Boston University has filed yet another LED patent lawsuit against Vyrian, Inc., in the U.S. District Court of Massachusetts for distributing three Samsung products that contained a thin film semiconductor device, which the university claims to have patented.
The university officials claim that the device found in the products was invented by electrical and computer engineering professor Dr. Theodore D. Moustakas in 1997. According to the Trustees of Boston, Moustakas is the named inventor of patent 5,686,738 titled 'Highly Insulating Monocrystalline Gallium Nitride Thin Films.'
Similar lawsuits were filed against Apple, Samsung, Amazon, HP and LG in early August, and two LED manufacturers over the same LED patent.
"Defendant's acts of infringement have caused and will continue to cause substantial and irreparable damage to the University," BU said.

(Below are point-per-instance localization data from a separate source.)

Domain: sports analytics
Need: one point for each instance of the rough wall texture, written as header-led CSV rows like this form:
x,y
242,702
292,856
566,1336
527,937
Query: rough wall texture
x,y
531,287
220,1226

The university is demanding an immediate end to the sale of the alleged patent-offending products, in addition to damages and fees.

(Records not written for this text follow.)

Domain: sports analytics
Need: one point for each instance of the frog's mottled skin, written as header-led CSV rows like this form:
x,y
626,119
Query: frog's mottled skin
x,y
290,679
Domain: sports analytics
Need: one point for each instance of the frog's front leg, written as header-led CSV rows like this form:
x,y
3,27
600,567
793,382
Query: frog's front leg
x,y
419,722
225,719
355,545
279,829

"We've definitely seen a step up in university patent lawsuits," said Mark Lemley, a patent expert at Stanford University Law School. "Universities have been cash-strapped in the last several years with the economic downturn, and this looks like a good source of revenue. They're also looking around and everyone else is doing it."
The colleges and universities across the country started considering patent lawsuits as additional financial resources when a jury announced a verdict in favor of Carnegie Mellon University and awarded about $1.2 billion in a patent lawsuit in December against Marvell Technology Group and Marvell Semiconductor Inc.